It must be a lot harder than it looks.
How else can you explain the complete disaster that Florida State's quarterback recruiting and development has been over the last six years?
Since Jimbo Fisher landed Jameis Winston and Sean Maguire in the same class in 2012, the Seminoles have signed seven high school quarterbacks.
Three of those seven ended up being dismissed from the program (with the latest being Deondre Francois this weekend).
Two transferred without ever starting a game.
And one gave up the sport before his eligibility expired.

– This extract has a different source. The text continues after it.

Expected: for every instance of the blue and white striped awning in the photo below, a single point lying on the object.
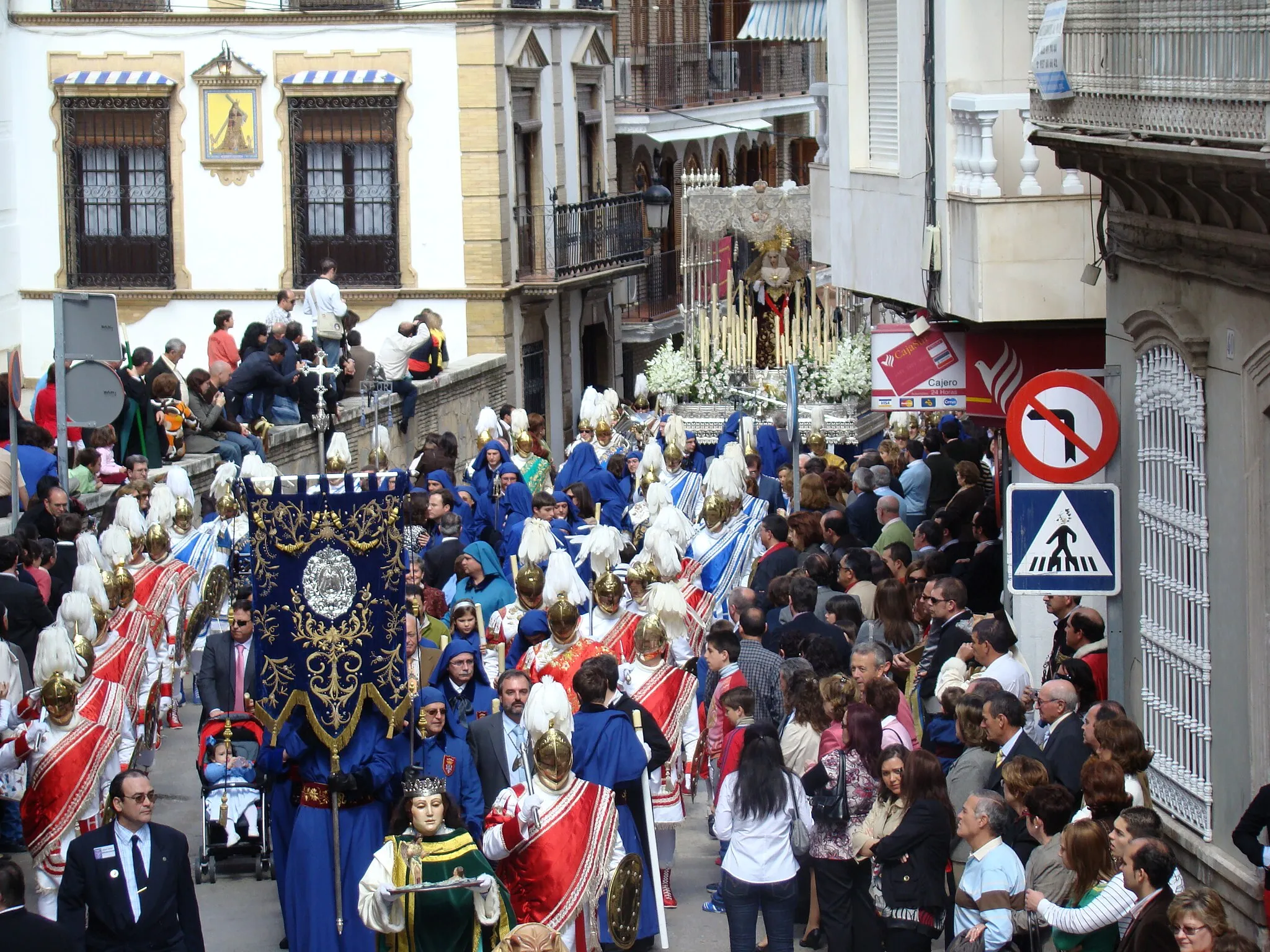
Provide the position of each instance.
(329, 77)
(784, 19)
(121, 77)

The only one of the seven who hasn't flamed out at FSU for one reason or another is James Blackman, and the verdict is still out on him. It was only a couple weeks ago that he was reportedly thinking about putting his name in the NCAA Transfer Portal.

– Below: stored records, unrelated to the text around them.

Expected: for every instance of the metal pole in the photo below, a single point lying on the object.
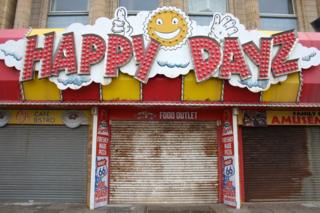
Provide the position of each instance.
(93, 155)
(235, 113)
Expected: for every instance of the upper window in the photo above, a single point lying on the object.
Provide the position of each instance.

Here's a closer look at the Seminoles' Unlucky 7:
Would you just look at that list?
It's a mystery how a school like Florida State could experience a run of frustration and futility like that under any circumstances. It's even harder to figure out how it could happen with a quarterback guru like Jimbo Fisher running the program for most of that time frame. And it's downright impossible to understand when you consider that the Seminoles were arguably the best program in college football at the beginning of that stretch.
In 2013, FSU went 14-0, won a national championship and scored a gazillion touchdowns with a Heisman Trophy winner at quarterback. The Seminoles then somehow parlayed that success into landing J.J. Cosentino as their lone QB signee in 2014 -- after Cosentino passed for all of 771 yards as a high school senior.